The skulls of these people have been compared to those of the modern Esthonians or Lithuanians; but on the authority of M. Quatrefages it is stated that, while this applies to the probably later race of smaller men found in some of the Belgian caves, it does not apply so well to the people of Cro-magnon. Are, then, these people the types of any ancient, or of the most ancient, European race? The answer is that they are types of the cave men of the mammoth age in Europe. Another example is the remarkable skeleton of Mentone, in the south of France, found under circumstances equally suggestive of great antiquity. Dr. Rivière, in a memoir on this skeleton, illustrated by two beautiful photographs, shows that the characters of the skull and of the bones of the limbs are similar to those of the Cro-magnon skeleton, indicating a perfect identity of race, while the objects found with the skeleton are similar in character. I had an opportunity of verifying his description by an examination of the skeleton in the Museum of the Jardin des Plantes, in 1883; and more recent discoveries at Mentone have confirmed the conclusion that this man really represents a race of giants, some of them seven feet high, who inhabited Southern Europe in the palanthropic age. A similar skeleton found by Carthaillac, at Laugerie Basse, was buried under a great thickness of accumulated débris of cookery, as well as of large stones fallen from above. This skeleton had its shell ornaments in place on the forehead, arms, legs and feet, in a manner which would induce the belief that they had been attached to a head-dress, sleeves, leggings, and shoes or moccasins. (See illustration on p. [79].)

HANDLE OF A PIERCER, OR BODKIN, IN BONE, FROM LAUGERIE BASSE, IN FORM OF A DEER
(a) Hollow for thumb; (b) hollow for finger. Reduced to one-half. From a cast of the original

FLINT FLAKE KNIFE, FOUND IN THE HAND OF THE 'GIANT' SKELETON OF MENTONE (after Evans)

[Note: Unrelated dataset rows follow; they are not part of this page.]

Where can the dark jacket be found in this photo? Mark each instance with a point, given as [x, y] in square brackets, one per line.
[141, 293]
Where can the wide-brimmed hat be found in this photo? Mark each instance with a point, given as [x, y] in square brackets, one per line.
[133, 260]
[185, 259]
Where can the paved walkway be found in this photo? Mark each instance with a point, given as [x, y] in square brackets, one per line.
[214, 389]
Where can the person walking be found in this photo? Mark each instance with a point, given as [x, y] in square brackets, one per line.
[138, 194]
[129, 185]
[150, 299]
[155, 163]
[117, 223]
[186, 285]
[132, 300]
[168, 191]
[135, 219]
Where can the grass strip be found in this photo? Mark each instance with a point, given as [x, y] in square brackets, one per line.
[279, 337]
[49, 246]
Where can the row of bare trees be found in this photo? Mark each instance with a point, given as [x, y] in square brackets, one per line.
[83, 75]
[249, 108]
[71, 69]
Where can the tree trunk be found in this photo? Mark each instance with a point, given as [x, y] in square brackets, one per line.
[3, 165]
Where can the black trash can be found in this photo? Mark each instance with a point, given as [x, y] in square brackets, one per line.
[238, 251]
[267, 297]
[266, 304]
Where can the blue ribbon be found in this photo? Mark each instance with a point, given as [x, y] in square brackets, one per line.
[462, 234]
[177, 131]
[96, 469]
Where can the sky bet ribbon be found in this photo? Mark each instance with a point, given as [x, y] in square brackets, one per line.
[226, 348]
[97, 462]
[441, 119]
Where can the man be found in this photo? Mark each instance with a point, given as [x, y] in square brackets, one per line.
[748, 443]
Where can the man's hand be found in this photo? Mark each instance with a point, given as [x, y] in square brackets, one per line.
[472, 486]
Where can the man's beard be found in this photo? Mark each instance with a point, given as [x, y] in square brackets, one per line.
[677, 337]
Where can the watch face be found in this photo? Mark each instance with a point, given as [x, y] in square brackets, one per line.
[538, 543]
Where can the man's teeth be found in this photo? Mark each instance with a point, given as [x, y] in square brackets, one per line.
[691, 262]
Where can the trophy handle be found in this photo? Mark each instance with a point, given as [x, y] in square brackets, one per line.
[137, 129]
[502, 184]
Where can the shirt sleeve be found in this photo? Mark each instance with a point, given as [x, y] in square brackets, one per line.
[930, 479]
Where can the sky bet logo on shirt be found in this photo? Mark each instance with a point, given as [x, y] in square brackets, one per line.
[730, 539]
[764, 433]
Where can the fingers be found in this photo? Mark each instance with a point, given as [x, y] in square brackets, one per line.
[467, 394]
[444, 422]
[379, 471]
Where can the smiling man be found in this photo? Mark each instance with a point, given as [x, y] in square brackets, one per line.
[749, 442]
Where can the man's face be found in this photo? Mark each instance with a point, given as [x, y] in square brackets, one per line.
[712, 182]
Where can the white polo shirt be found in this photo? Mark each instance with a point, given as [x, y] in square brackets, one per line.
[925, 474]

The ornaments of Cro-magnon were perforated shells from the Atlantic and pieces of ivory. Those at Mentone were perforated Neritinæ from the Mediterranean and canine teeth of the deer. In both cases there was evidence that these ancient people painted themselves with red oxide of iron, and used bodkins of bone, and long and beautifully-formed flint knives, perhaps for dividing their food, or perhaps for sacrificial purposes. Skulls found at Clichy and Grenelle in 1868 and 1869 are described by Professor Broca and M. Fleurens as of the same general type, and the remains found at Gibraltar and in the cave of Paviland, in England, seem also to have belonged to this race. The celebrated Engis skull from one of the Belgian caves, which is believed to have belonged to a contemporary of the mammoth, is also of this type, though less massive than that of Cro-magnon; and lastly, even the somewhat degraded Neanderthal skull, found in a cave near Düsseldorf, though, like those of Clichy, Canstadt, Spy and Gibraltar, inferior in frontal development, is referable to the same peculiar long-headed style of man, in so far as can be judged from the portion that remains, though certainly to a ruder and more degraded variety, commonly known as the Canstadt man as distinguished from the Engis or Cro-magnon.